Muncul suatu pertanyaan, apakah para politisi ini ingin membangun negara bersama para kaum millenial yang terkenal akan kreativitasnya, atau hanya ingin mengeruk suara dari kaum milenial agar lebih dekat dengan jabatan impian?
Menurut Survey terakhir dari LIPI suara milenial dalam  pemilu memiliki rasio yang cukup fantastis yaitu 35 sampai 40% atau sekitar 80 juta dari total 192 juta warga negara indonesia yang masuk DPT (daftar pemilih tetap). Tentunya angka ini menjadi ajang perebutan antara 2 kubu yang sama-sama ingin menarik hati milenial, tetapi mayoritas milenial memiliki mindset rasional dan dengan sadar ingin berpartisipasi dalam pemilu tahun ini terutama Pilpres (pemilihan presiden) tidak hanya sekedar fanatisme buta.
Namun menurut CEO Jeune & Raccord Communication setelah survey yang mereka lakukan ada sekitar 40% dari total jumlah DPT milenial yang memiliki kecenderungan golput (golongan putih). Sekitar 51.8% merasa tidak perlu ke TPS (Tempat Pemungutan Suara) karena tidak peduli dengan politik dan 30.8% merasa tidak perlu ke TPS justru karena mereka mengikuti isu politik sedangkan persentase sisanya merasa tidak perlu memilih karena berbagai alasan yang tidak terlalu signifikan.
Apa itu golput? Golongan putih ("golput") menurut Kamus Besar Bahasa Indonesia yang kami akses melalui Badan Pengembangan dan Pembinaan Bahasa, Kementerian Pendidikan dan Kebudayaan Republik Indonesia secara online adalah.
- warga negara yang menolak memberikan suara dalam pemilihan umum sebagai tanda protes.
- golongan muslim: putih berhasil menghalau golongan merah dalam konflik itu
Dari hal tersebut dapat di asumsikan golput yang dimaksud adalah golput tidak memberikan suara dalam pemilihan umum ("pemilu").
Kembali lagi ke permasalahan, apabila angka ini jika benar terjadi tentunya sangat memprihatinkan, ketika kita sebagai rakyat diberikan kesempatan untuk menentukan arah indonesia selama 5 tahun kedepan tetapi malah acuh tak acuh, atau beberapa lainnya justru paham dengan isu-isu politik tapi sudah muak dengan berbagai pertikaian, fitnah dan hoax yang beredar dan bahkan tidak percaya dengan integritas praktisi politik di indonesia.

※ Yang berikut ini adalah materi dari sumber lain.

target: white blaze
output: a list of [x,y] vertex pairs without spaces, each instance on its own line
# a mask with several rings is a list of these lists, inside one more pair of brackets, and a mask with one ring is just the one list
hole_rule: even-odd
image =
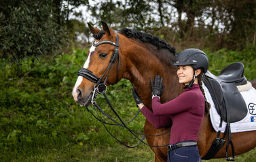
[[[90,63],[90,58],[91,56],[91,53],[94,51],[96,47],[94,47],[93,45],[90,49],[90,53],[88,55],[88,57],[86,59],[86,63],[84,65],[84,68],[87,69],[89,67]],[[77,96],[78,93],[77,92],[77,88],[79,86],[80,86],[81,82],[83,81],[84,78],[82,76],[79,76],[77,77],[77,82],[75,82],[74,88],[73,89],[72,95],[74,97],[75,101],[77,101]]]

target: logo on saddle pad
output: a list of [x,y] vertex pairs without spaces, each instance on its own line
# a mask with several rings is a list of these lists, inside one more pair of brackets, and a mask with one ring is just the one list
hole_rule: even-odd
[[248,109],[249,109],[250,114],[256,115],[256,104],[252,103],[249,103]]

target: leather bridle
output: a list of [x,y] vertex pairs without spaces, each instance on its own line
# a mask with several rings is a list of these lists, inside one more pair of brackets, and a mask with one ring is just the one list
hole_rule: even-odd
[[[95,116],[94,115],[93,113],[92,113],[90,109],[88,108],[87,106],[86,106],[87,110],[92,113],[92,115],[98,121],[100,121],[104,126],[104,127],[105,128],[106,130],[110,134],[110,135],[111,135],[115,140],[118,140],[119,142],[120,142],[122,144],[123,144],[124,145],[125,145],[126,147],[128,147],[128,148],[134,148],[134,147],[136,147],[136,146],[138,146],[139,144],[141,144],[141,142],[149,146],[148,144],[145,143],[145,142],[143,142],[143,140],[145,138],[145,136],[162,136],[166,133],[168,133],[170,130],[168,130],[167,132],[162,134],[159,134],[159,135],[145,135],[144,134],[141,134],[141,133],[139,133],[139,132],[136,132],[134,130],[130,130],[129,128],[127,127],[126,126],[126,124],[128,123],[130,123],[132,121],[133,121],[136,117],[138,115],[139,113],[140,112],[140,109],[139,109],[138,112],[136,113],[135,116],[129,122],[124,122],[122,121],[122,119],[121,119],[121,117],[119,116],[119,115],[117,113],[117,112],[115,111],[115,109],[113,108],[112,105],[111,105],[111,103],[110,103],[109,99],[107,98],[105,92],[107,90],[107,86],[106,86],[106,82],[107,80],[107,78],[109,76],[109,72],[112,68],[112,66],[114,64],[117,57],[118,57],[118,68],[117,68],[117,78],[116,78],[116,82],[118,82],[118,74],[119,74],[119,69],[120,69],[120,55],[119,55],[119,36],[118,36],[118,34],[117,34],[117,32],[115,32],[116,33],[116,39],[115,39],[115,43],[113,43],[113,42],[111,42],[110,40],[102,40],[100,42],[98,42],[98,43],[95,43],[95,41],[93,43],[93,46],[94,47],[97,47],[97,46],[99,46],[100,45],[103,45],[103,44],[110,44],[110,45],[112,45],[113,46],[115,46],[115,50],[112,54],[112,56],[111,56],[111,58],[110,59],[110,61],[109,61],[109,63],[105,70],[105,72],[104,72],[104,74],[102,75],[102,76],[100,76],[100,78],[97,77],[96,76],[95,76],[94,74],[93,74],[93,73],[90,71],[89,70],[87,70],[86,68],[81,68],[79,71],[78,71],[78,76],[83,76],[84,78],[86,78],[86,79],[90,80],[91,82],[94,82],[96,83],[96,84],[94,85],[94,90],[93,90],[93,92],[92,92],[92,100],[91,100],[91,103],[94,108],[94,110],[96,112],[96,114],[98,115],[98,117],[96,116]],[[106,75],[107,74],[107,75]],[[106,75],[106,76],[105,76]],[[105,76],[105,79],[104,79],[104,81],[103,80],[103,78]],[[109,105],[109,106],[110,107],[110,108],[111,109],[112,111],[115,113],[115,115],[117,117],[117,118],[119,119],[119,120],[121,122],[121,123],[119,123],[117,122],[117,121],[115,121],[115,119],[113,119],[112,117],[111,117],[108,114],[107,114],[96,103],[96,101],[94,101],[97,97],[97,94],[98,93],[100,93],[100,94],[103,94],[104,95],[104,97],[105,99],[106,99],[107,101],[107,104]],[[110,120],[111,120],[112,122],[113,122],[115,124],[109,124],[109,123],[107,123],[104,121],[103,121],[102,118],[100,117],[97,109],[98,109],[100,113],[102,113],[103,114],[104,114],[106,117],[107,117]],[[120,140],[119,139],[117,139],[115,136],[113,136],[110,132],[109,130],[107,129],[107,128],[106,127],[105,124],[109,124],[109,125],[112,125],[112,126],[122,126],[124,128],[126,128],[127,130],[128,130],[134,137],[136,137],[137,139],[139,139],[140,141],[134,146],[130,146],[127,144],[126,144],[124,142]],[[135,134],[138,134],[138,135],[142,135],[143,136],[141,138],[139,138]],[[149,146],[151,147],[160,147],[160,146],[166,146],[167,145],[164,145],[164,146]]]

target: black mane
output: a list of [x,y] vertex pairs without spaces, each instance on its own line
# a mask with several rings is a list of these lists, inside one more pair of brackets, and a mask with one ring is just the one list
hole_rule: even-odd
[[[170,53],[175,54],[175,48],[172,47],[164,40],[160,40],[158,36],[153,36],[143,32],[136,31],[136,30],[132,30],[128,28],[122,28],[119,30],[118,32],[126,36],[127,38],[133,38],[136,39],[139,39],[143,43],[150,43],[153,45],[155,45],[158,47],[158,49],[166,49]],[[99,40],[105,34],[103,30],[101,30],[98,34],[93,34],[93,37],[94,38]]]

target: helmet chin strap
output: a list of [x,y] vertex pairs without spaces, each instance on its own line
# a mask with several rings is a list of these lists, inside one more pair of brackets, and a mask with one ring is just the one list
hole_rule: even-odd
[[195,80],[196,80],[196,74],[196,74],[196,72],[195,72],[195,70],[194,68],[193,68],[193,70],[194,70],[193,79],[189,82],[188,84],[185,85],[185,84],[183,84],[183,85],[185,86],[184,88],[183,88],[184,89],[187,88],[191,88],[193,86],[194,82],[195,82]]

Sebenarnya masalah ini sudah muncul dari pemilu ke pemilu lainnya namun atmosfer Pemilu tahun ini terutama Pilpres memang jauh lebih intens karena dibumbui dengan derasnya hoax, fitnah, Korupsi dan isu SARA(suku,agama dan ras) yang terus bermunculan menjelang pemilu, yang mana hal-hal ini tidak muncul di pemilu sebelumnya, dan makin membuat pemilih kebingungan dan jengkel sehingga tendensi untuk golput diprediksi meningkat drastis tahun ini.
Lalu apakah golput merupakan tindakan yang melawan hukum? Golput adalah hak, ada yang dinamakan 'hak politik' ( hak untuk memilih dan dipilih) yang dilindungi, termasuk sekalipun hak untuk tidak memilih. Tidak ada sanksi pidana jika seseorang golput karena seseorang bebas untuk memilih dan mempunyai keyakinan politiknya.
 Yang menjadi suatu pelanggaran pidana adalah ketika mempengaruhi atau mengajak untuk tidak menggunakan hak pilihnya (golput) dengan menjanjikan atau memberikan uang atau materi lainnya kepada pemilih. Pelaku dapat dipidana penjara paling lama 3 tahun dan denda paling banyak Rp 36 juta.
Terlepas golput sendiri bukanlah tindakan yang melanggar hukum, namun bukankah lebih baik sebagai milenial yang cerdas kita melangkahkan kaki ke TPS untuk menentukan arah masa depan bangsa dan negara.Â
Golput bukanlah solusi yang bijak karena tentunya dengan memilih, suara kita tidak akan dimanfaatkan oknum-oknum tidak bertanggung jawab hanya karena kita malas melangkahkan kaki ke TPS.